About Della Leavitt
After careers in technology and math education, author Della Leavitt immersed herself within the vibrant Midwestern literary community to learn the art of writing fiction. A Newberry Library fellowship and a grant from the City of Chicago’s Department of Cultural Affairs & Special Events (DCASE) supported writing Vivian's Decision.
After careers in technology and math education, Chicagoan Della Leavitt immersed herself within the vibrant Midwestern literary community to learn the art of writing fiction. In her debut historical novel, Vivian’s Decision, Della began by turning to family lore, imagining her Russian Jewish immigrant grandparents’ lives alongside their children’s desires and disappointments as they strove to assimilate and abandon Chicago’s Maxwell Street and multi-ethnic West Side neighborhoods.
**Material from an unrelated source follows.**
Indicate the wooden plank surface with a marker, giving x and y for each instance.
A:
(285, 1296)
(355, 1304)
In the early 1970s, when author Della Leavitt, a first-generation college graduate, encountered blatant female job discrimination, she joined the Chicago Women’s Liberation Union, sharing this feminist vision of programs aimed to transform women’s personal, professional and political lives. Many years later, as the novel Vivian’s Decision took shape, Della wove the 1956-era pressures Vivian felt to become the perfect wife and mother against her dreams for an independent identity. This tension became the heart of the story. Vivian’s Decision is not only Vivian and Mel Jacobson’s family saga, the book explores constraints that women of various ethnicities faced throughout the 20th century. Now, amid the rise of punishing laws restricting reproductive options, these issues are again all-too-relevant and timely.
Della lives in Chicago with her spouse of several decades.
Their son, daughter-in-law and granddaughter live nearby.